Vervolgproces Oeververbindingen Rijkswateren Amsterdam
Vaststelling van de begrotingsstaat van het Infrastructuurfonds voor het jaar 2021
Brief regering
Nummer: 2021D07544, datum: 2021-02-18, bijgewerkt: 2024-02-19 10:56, versie: 3
Directe link naar document (.pdf), link naar pagina op de Tweede Kamer site, officiële HTML versie (kst-35570-A-51).
Gerelateerde personen:- Eerste ondertekenaar: C. van Nieuwenhuizen Wijbenga, minister van Infrastructuur en Waterstaat (Ooit VVD kamerlid)
Onderdeel van kamerstukdossier 35570 A-51 Vaststelling van de begrotingsstaat van het Infrastructuurfonds voor het jaar 2021.
Onderdeel van zaak 2021Z03401:
- Indiener: C. van Nieuwenhuizen Wijbenga, minister van Infrastructuur en Waterstaat
- Voortouwcommissie: vaste commissie voor Infrastructuur en Waterstaat
- 2021-03-10 18:30: Regeling van werkzaamheden (Regeling van werkzaamheden), TK
- 2021-04-14 10:15: Procedurevergadering commissie Infrastructuur en Waterstaat (Procedurevergadering), vaste commissie voor Infrastructuur en Waterstaat
- 2021-04-20 15:00: Stemmingen (Stemmingen), TK
- 2021-05-26 10:15: Procedurevergadering commissie voor Infrastructuur en Waterstaat (Procedurevergadering), vaste commissie voor Infrastructuur en Waterstaat
- 2022-02-02 12:15: Procedurevergadering Infrastructuur en Waterstaat (hybride) (Procedurevergadering), vaste commissie voor Infrastructuur en Waterstaat
- 2022-04-11 10:00: Meerjarenprogramma Infrastructuur, Ruimte en Transport (MIRT) (Notaoverleg), vaste commissie voor Infrastructuur en Waterstaat
- 2022-04-14 13:00: Aanvang middag vergadering: Regeling van werkzaamheden (Regeling van werkzaamheden), TK
Preview document (🔗 origineel)
Tweede Kamer der Staten-Generaal | 2 |
Vergaderjaar 2020-2021 |
35 570 A Vaststelling van de begrotingsstaat van het Infrastructuurfonds voor het jaar 2021
Nr. 51 BRIEF VAN DE MINISTER VAN INFRASTRUCTUUR EN WATERSTAAT
Aan de Voorzitter van de Tweede Kamer der Staten-Generaal
Den Haag, 18 februari 2021
Op 26 juni 2020 heb ik u het advies «Genereus verbonden, een concept-inrichtingsplan voor het IJ in Amsterdam als robuust en toekomstvast waterkruispunt» doen toekomen. Dit onafhankelijke advies is in opdracht van het Ministerie van IenW en de gemeente Amsterdam uitgevoerd om te bepalen waar en hoe de oevers van het IJ en een deel van het Amsterdam-Rijnkanaal het beste voor fietsers en voetgangers verbonden kunnen worden zonder de veiligheid en toekomstbestendigheid van de Rijkswateren aan te tasten.

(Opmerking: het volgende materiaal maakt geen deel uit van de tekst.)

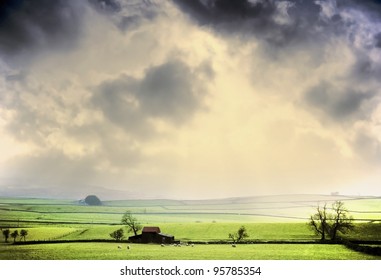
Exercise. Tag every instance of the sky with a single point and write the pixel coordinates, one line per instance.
(189, 99)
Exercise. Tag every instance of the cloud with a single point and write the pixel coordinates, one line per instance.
(340, 104)
(190, 98)
(31, 26)
(171, 91)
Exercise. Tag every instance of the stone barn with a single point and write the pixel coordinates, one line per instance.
(152, 235)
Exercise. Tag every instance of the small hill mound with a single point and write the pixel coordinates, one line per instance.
(93, 200)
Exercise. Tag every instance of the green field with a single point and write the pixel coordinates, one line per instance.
(110, 251)
(267, 219)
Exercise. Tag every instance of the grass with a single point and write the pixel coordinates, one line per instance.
(265, 218)
(109, 251)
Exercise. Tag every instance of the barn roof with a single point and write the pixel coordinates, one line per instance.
(151, 230)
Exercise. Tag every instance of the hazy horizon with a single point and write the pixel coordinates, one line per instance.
(190, 98)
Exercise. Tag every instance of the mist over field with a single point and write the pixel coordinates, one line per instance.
(189, 99)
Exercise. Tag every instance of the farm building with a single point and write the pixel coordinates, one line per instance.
(152, 235)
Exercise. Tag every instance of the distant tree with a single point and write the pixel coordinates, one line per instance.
(329, 223)
(319, 222)
(14, 235)
(23, 234)
(6, 233)
(118, 234)
(341, 220)
(131, 222)
(93, 200)
(239, 235)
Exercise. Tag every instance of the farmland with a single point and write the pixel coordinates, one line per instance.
(267, 219)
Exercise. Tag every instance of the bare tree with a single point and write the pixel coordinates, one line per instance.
(6, 233)
(239, 235)
(131, 222)
(23, 234)
(342, 222)
(331, 223)
(319, 223)
(118, 234)
(14, 235)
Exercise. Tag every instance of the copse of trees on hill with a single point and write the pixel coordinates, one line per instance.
(328, 223)
(93, 200)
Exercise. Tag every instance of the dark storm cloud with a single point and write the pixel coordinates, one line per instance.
(257, 18)
(171, 92)
(106, 6)
(27, 25)
(338, 104)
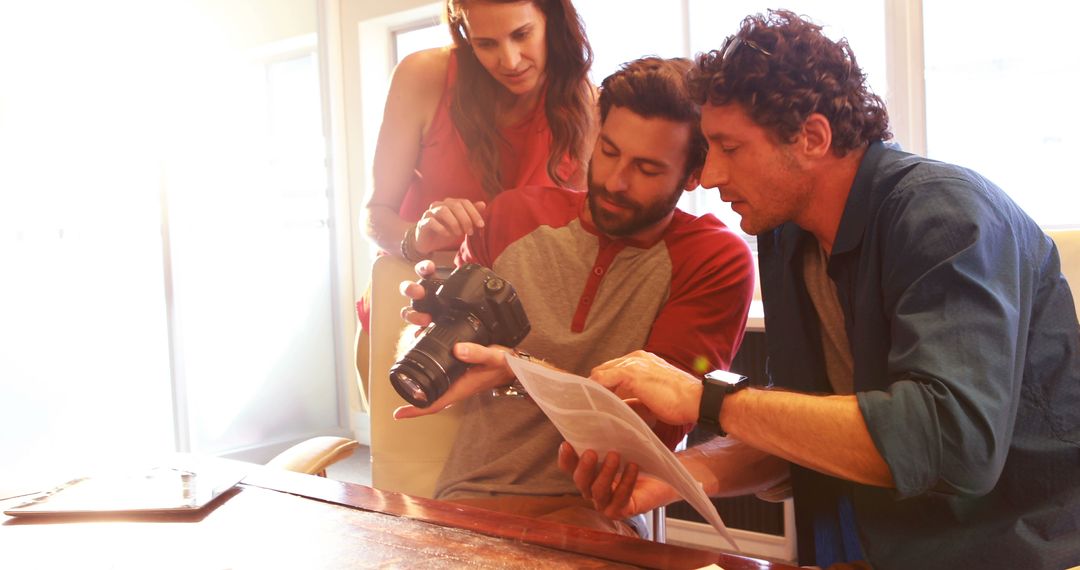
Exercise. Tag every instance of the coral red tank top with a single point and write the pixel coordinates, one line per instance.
(444, 171)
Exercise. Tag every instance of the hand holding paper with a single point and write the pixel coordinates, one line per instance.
(591, 417)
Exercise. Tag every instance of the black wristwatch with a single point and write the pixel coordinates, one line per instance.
(715, 385)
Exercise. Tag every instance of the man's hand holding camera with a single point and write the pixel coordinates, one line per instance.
(477, 306)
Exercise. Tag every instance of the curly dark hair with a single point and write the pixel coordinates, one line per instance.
(781, 68)
(653, 86)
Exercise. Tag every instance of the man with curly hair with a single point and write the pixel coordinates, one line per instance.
(922, 404)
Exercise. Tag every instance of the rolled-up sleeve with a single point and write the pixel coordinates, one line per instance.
(955, 289)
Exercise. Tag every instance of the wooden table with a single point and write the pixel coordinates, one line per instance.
(282, 519)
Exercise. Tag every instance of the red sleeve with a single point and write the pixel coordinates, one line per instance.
(701, 325)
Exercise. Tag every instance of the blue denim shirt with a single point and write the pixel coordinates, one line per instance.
(967, 370)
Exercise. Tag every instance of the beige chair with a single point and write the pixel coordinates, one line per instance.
(1068, 248)
(408, 455)
(313, 456)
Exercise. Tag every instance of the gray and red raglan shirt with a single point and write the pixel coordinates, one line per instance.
(591, 298)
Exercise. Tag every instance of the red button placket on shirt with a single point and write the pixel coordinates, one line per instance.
(604, 258)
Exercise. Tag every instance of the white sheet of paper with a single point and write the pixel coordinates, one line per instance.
(591, 417)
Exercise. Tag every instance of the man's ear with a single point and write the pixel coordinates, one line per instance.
(817, 136)
(692, 181)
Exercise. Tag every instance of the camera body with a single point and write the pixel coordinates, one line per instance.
(472, 304)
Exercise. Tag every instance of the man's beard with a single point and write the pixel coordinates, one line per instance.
(637, 216)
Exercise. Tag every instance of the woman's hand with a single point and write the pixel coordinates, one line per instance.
(446, 224)
(671, 394)
(488, 370)
(616, 489)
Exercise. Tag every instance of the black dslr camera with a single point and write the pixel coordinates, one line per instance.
(473, 304)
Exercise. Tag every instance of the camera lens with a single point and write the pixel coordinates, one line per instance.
(427, 370)
(412, 387)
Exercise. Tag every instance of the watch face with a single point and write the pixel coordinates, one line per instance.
(726, 377)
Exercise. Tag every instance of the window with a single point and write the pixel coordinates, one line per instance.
(998, 99)
(412, 38)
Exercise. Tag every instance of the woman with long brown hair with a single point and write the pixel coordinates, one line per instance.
(508, 105)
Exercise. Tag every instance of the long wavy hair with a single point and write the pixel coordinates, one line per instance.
(781, 68)
(567, 97)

Rijk en regio hebben het advies inmiddels bestudeerd en concluderen dat het advies voor Amsterdam en de overige stakeholders in het Noordzeekanaalgebied goede aanknopingspunten biedt voor de verwachte ontwikkelingen van de komende decennia en de toekomstbestendigheid van de Rijkswateren in Amsterdam als internationale corridors. Het advies biedt, met een doorvaarthoogte van 12,50 m. voor maximaal twee nieuwe bruggen op nautisch veilige locaties over het IJ, voorzien van een minimale doorvaartbreedte en dubbele kleppen waarmee kruisend vaarwegverkeer kan worden voorkomen, voldoende aanknopingspunten om de samenhang van zowel de publieke belangen op het land als op het water te borgen.
Het advies vormt daarmee een goede basis voor de verdere samenwerking, waarbij de regionale partners de aanbevelingen nader uitwerken tot een inrichtingsplan. De rol van het Ministerie van IenW in dat proces zal gericht zijn op de beoordeling van het ontwerp van de eerder genoemde oeververbindingen en de inrichting van het IJ conform de (inter)nationale regelgeving, waaronder de Richtlijnen Vaarwegen om de nautische veiligheid en toekomstbestendigheid van de Rijkswateren in Amsterdam als internationale corridors te waarborgen.